Playing with found objects and collage materials from magazines, Hernández works through the Latino pop-culture notion of rascuachismo — a funky aesthetic of “making do” with minimal resources. [Rascuache has several meanings, ranging from poor and penniless to kitsch bordering on vulgar.]

Influenced by the work of Chicago muralist Marcos Raya, he also references the typical cultural iconography, such as La Virgen de Guadalupe and Mexican wrestlers, that one finds across mural walls. Thus, his paintings seem at first glance to reflect a recognizable U.S. Latino popular aesthetic, but with a sense of rascuache-as-recycling.

Rascuache has been elevated to a scholarly and fashionable thing, but it’s really about making ends meet and not being wasteful,” he says. “It’s always been the realm of the disadvantaged, the one who will not make it or is always at the end of the totem pole.”

RE-IMAGINED URBAN SPACE
From atop a skateboard, Juan Angel Chávez might look at the city a bit differently than somebody just waiting for the bus. “What is a bench to somebody is not a bench,” he explains. “It was never a bench to me.”

Kinetically re-using sidewalks, steps and objects for his own jollies rather than what they were meant for, has clued him into new ways of seeing what’s right in front of him, affording the same meditative experience he gets from hanging out in abandoned buildings and scavenging for castoffs in hardy post-industrial ecosystems. “Walk in the old factories, and they’re completely decayed,” he says, “and plants are growing on the roof, and moss is growing on the walls, and you see that nature is beginning to take over again.”

An elemental part of his artistic practice involves working with found objects and creatively tapping into their “personality,” as he calls it. “They’re a part of us — they have a history,” Chávez, 37, says of materials that bear the aura of human use and interaction.

ecoartists_1Through these pieces, he aims for an effect that is immediate, humble and unpretentious.
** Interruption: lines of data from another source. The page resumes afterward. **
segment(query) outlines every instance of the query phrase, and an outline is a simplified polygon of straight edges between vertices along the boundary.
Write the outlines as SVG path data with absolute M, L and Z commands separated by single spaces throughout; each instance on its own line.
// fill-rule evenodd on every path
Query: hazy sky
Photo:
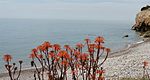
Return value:
M 0 18 L 132 20 L 150 0 L 0 0 Z

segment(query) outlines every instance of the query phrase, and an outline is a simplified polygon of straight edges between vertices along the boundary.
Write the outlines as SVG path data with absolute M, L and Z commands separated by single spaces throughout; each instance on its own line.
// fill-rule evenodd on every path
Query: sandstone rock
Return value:
M 132 27 L 137 32 L 150 31 L 150 6 L 143 7 L 136 15 L 136 23 Z

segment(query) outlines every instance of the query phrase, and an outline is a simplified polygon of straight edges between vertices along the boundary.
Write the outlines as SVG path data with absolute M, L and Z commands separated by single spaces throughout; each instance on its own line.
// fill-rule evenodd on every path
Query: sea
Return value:
M 104 46 L 118 51 L 141 40 L 131 30 L 133 24 L 127 20 L 0 19 L 0 73 L 6 71 L 4 54 L 12 55 L 12 63 L 23 60 L 23 68 L 30 68 L 31 50 L 44 41 L 74 47 L 87 37 L 103 36 Z

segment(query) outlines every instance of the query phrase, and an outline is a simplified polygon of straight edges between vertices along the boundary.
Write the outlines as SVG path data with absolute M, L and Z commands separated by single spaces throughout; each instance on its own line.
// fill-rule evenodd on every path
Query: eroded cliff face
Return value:
M 136 23 L 132 29 L 138 32 L 145 32 L 150 30 L 150 8 L 137 14 Z
M 143 37 L 150 37 L 150 6 L 141 8 L 141 11 L 136 15 L 135 25 L 133 30 L 143 34 Z

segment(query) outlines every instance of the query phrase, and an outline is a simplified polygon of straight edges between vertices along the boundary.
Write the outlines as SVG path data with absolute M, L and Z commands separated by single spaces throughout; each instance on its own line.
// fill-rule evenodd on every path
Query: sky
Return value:
M 0 18 L 133 20 L 150 0 L 0 0 Z

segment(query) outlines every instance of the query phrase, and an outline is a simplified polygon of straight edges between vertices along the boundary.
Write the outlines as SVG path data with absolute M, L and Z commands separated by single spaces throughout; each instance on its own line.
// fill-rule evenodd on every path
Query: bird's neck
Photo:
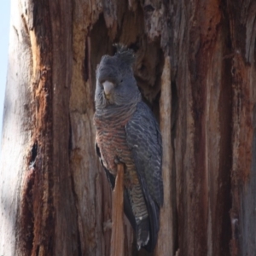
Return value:
M 96 108 L 95 119 L 98 120 L 115 120 L 127 119 L 136 111 L 137 102 L 126 105 L 108 105 L 105 108 Z

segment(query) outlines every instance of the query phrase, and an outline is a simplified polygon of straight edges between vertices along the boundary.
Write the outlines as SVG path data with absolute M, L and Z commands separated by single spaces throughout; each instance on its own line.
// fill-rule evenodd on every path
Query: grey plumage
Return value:
M 161 136 L 133 76 L 131 49 L 119 46 L 96 71 L 96 151 L 113 187 L 118 162 L 125 164 L 125 212 L 138 248 L 153 251 L 163 203 Z

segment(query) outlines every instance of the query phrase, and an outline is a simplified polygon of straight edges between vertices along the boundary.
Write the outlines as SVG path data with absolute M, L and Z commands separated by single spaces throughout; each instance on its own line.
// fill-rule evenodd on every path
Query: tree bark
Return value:
M 256 3 L 12 0 L 0 254 L 109 255 L 95 71 L 120 42 L 163 137 L 154 255 L 254 255 Z M 125 218 L 125 255 L 132 245 Z

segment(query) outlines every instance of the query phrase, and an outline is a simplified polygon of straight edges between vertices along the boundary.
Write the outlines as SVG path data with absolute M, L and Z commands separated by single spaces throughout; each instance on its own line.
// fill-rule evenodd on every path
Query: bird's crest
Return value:
M 134 63 L 135 55 L 131 49 L 127 48 L 127 46 L 122 44 L 114 44 L 113 46 L 117 49 L 115 56 L 130 66 Z

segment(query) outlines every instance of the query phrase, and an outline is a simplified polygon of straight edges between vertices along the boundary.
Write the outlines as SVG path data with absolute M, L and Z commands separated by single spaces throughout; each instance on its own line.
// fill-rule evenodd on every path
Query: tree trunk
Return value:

Influenced by public art, Chávez worked on murals around town while interning at the National Museum of Mexican Art. But he grew more interested in the act of creating a mural in a community than in the product itself. “I started losing interest when I [realized I] wasn’t really interested in the outcome of the pieces as much as what was happening at the moment,” he says.

Taking cues from public interaction on mural projects, the McKinley Park resident began creating guerrilla-style street installations with found objects. His work from the past five years combines “large community spaces, structures and architecture.” For example, his “Speaker Project” (an “interactive sound structure”) from 2007 was as big as a two-car garage.

Local bands performed inside it at the Hyde Park Art Center, while audiences enjoyed both music and art space. “It’s not only [just about] playing inside an object or a sculpture — it’s actually creating this experience,” he says of his goal.

Originally from Chihuahua, Mexico, Chávez considers himself from neither here nor there, and despite strong familial influences, he doesn’t consider his work “cultural.” “I can’t even call it Latino, because that’s too much of a loaded word,” he says. “But I think resourcefulness, in terms of materials and objects, is something that I learned from people who have to live that way. I think that is an international thing and cross-cultural. I can’t say it’s Latino at all.”

Likewise, “I don’t consider my work eco-friendly,” he says. “I’m not doing this because I’m trying to save the Earth necessarily — I’m doing it because it connects me to nature, the processes of decaying nature, rebirthing, re-growth and the wild side of existence.”